He added that lawyers for Ms. Stewart have told the committee that she
called Samuel Waksal before Dec. 25 to tell him she would be spending
Christmas in Mexico and left a telephone number where she could be
reached. The call is shown on his phone log, Mr. Johnson said. On Dec. 27,
Mr. Johnson said, Ms. Stewart telephoned Samuel Waksal from San
Antonio, where her plane had stopped to refuel. That call, Mr. Johnson said,
took place at 1:43 p.m. — the same time that Ms. Stewart's broker executed
the sale of her ImClone shares.

"We're trying to verify what time the trades were executed and what time the
calls were made," Mr. Johnson said.

Her stockbroker, Peter Bacanovic of Merrill Lynch, referred requests for
comment to the Merrill public relations office. A Merrill spokesman said: "We
do not discuss possible client relationships, nor do we comment on
investigations except to say that we cooperate fully with the proper authorities
in all regulatory inquiries."

A spokesman for the New York Stock Exchange would neither confirm nor
deny a report in The New York Post yesterday that the exchange was
investigating Ms. Stewart. She was named a director of the Big Board last
week, along with executives of Autodesk Inc. and BlackRock Inc.
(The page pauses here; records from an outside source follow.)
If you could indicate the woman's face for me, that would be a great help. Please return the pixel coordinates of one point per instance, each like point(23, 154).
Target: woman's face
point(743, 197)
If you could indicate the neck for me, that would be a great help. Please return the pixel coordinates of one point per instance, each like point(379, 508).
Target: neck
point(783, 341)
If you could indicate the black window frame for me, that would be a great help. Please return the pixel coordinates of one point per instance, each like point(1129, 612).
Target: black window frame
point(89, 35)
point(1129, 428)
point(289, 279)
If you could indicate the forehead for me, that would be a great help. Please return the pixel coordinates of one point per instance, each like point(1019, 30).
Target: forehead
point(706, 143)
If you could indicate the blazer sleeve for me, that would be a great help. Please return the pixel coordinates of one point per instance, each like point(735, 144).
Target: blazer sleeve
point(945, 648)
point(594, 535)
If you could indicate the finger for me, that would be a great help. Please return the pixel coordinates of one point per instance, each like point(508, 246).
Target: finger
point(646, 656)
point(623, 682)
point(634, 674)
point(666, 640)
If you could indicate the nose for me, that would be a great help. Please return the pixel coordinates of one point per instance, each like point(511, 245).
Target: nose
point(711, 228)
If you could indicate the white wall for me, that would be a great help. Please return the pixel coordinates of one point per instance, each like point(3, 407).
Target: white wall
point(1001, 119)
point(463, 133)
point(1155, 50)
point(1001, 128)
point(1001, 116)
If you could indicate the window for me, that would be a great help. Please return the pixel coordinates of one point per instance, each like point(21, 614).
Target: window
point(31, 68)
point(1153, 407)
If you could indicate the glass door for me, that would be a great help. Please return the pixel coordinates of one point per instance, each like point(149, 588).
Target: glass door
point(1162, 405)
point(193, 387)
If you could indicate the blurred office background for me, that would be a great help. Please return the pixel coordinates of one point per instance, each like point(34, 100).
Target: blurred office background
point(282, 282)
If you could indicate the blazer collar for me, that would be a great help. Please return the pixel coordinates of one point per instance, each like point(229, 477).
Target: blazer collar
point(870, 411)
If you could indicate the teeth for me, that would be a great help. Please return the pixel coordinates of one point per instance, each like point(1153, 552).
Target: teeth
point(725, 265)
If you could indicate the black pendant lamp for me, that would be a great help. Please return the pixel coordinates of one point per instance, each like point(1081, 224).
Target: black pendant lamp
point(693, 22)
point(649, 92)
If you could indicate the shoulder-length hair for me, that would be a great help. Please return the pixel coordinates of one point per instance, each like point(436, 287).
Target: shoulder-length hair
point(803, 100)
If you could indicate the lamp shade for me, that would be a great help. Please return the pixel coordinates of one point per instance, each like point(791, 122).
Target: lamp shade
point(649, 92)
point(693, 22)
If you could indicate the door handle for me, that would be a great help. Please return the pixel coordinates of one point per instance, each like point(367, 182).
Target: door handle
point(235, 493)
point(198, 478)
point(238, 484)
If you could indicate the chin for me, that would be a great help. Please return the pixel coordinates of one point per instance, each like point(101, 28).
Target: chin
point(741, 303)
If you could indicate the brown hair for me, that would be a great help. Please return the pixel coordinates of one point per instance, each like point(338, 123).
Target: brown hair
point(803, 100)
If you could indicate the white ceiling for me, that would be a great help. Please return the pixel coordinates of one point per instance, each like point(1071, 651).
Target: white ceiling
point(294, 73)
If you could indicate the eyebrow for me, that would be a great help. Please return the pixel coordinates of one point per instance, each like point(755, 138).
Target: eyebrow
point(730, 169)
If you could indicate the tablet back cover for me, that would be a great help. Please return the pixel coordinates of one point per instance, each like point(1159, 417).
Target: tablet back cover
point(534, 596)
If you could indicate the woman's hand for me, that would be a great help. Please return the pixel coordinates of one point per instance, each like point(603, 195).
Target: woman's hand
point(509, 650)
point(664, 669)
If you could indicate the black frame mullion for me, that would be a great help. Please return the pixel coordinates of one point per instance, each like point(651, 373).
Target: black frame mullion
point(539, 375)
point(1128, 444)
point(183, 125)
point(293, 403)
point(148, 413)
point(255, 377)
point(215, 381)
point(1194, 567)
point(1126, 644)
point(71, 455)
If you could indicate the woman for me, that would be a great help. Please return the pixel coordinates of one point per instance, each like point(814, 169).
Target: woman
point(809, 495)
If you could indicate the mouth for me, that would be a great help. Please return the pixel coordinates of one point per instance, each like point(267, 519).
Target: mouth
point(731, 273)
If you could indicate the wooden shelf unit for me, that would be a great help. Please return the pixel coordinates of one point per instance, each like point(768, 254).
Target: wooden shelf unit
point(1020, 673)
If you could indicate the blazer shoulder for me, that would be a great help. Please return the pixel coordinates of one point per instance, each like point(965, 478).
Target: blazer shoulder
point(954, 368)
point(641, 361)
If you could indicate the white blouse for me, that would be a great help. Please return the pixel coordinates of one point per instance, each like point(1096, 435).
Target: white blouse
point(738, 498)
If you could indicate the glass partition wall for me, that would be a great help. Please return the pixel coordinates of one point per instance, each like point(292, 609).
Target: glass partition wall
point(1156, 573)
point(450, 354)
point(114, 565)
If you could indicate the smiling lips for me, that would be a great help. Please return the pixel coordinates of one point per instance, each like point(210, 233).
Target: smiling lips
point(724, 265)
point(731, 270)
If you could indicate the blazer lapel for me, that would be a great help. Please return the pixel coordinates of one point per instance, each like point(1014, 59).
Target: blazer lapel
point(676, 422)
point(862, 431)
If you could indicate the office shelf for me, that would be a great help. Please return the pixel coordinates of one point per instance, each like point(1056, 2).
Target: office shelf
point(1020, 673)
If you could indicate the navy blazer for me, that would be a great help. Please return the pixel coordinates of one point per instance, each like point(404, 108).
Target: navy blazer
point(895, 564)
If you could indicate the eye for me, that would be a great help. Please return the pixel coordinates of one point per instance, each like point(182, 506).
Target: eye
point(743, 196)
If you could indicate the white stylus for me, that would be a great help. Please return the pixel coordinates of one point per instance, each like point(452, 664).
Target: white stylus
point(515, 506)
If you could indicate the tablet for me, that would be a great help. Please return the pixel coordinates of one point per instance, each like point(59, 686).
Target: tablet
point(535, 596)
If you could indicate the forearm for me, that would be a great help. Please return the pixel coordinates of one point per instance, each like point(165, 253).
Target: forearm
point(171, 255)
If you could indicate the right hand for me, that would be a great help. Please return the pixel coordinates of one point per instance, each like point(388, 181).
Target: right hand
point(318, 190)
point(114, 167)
It would be unusual for the New York Stock Exchange to investigate trades
made on another exchange. Shares of ImClone are traded on the Nasdaq.

As a director of the New York Stock Exchange, Ms. Stewart could be
questioned about the propriety of her ImClone stock sale, but a spokesman
for the exchange would not say whether an inquiry had begun.

A spokeswoman for the Securities and Exchange Commission, which often
investigates stock trades, referred requests for comment to a statement issued
Wednesday, in which the commission announced that it had filed insider
trading charges against Samuel Waksal. The statement noted that "the
commission's investigation is ongoing."

Shares of Martha Stewart Living Omnimedia continued to fall yesterday,
closing down 20 cents, at $14.80, after unusually heavy trading of nearly 1.7
million shares. Since June 6, when Congressional investigators said they were
looking into her sale of ImClone shares, the stock price of Ms. Stewart's
company has dropped 22 percent.

Mr. Bacanovic has turned up in the society pages as frequently as Ms.
Stewart, and occasionally by her side. A youthful first vice president in Merrill
Lynch's United States private client group, he has worked at Merrill for about
nine years. He is considered a philanthropist by some who know him, and he
once told an acquaintance that he tried to give away 50 percent of his salary.

"He is good looking, popular and well liked," said David Patrick Columbia, a
columnist who has published beaming pictures of Mr. Bacanovic at parties on
his Web site, Newyorksocialdiary.com. "He is often invited to the most
prominent affairs in New York. He is on the A list when hostesses want to
find a really attractive, fun, extra man."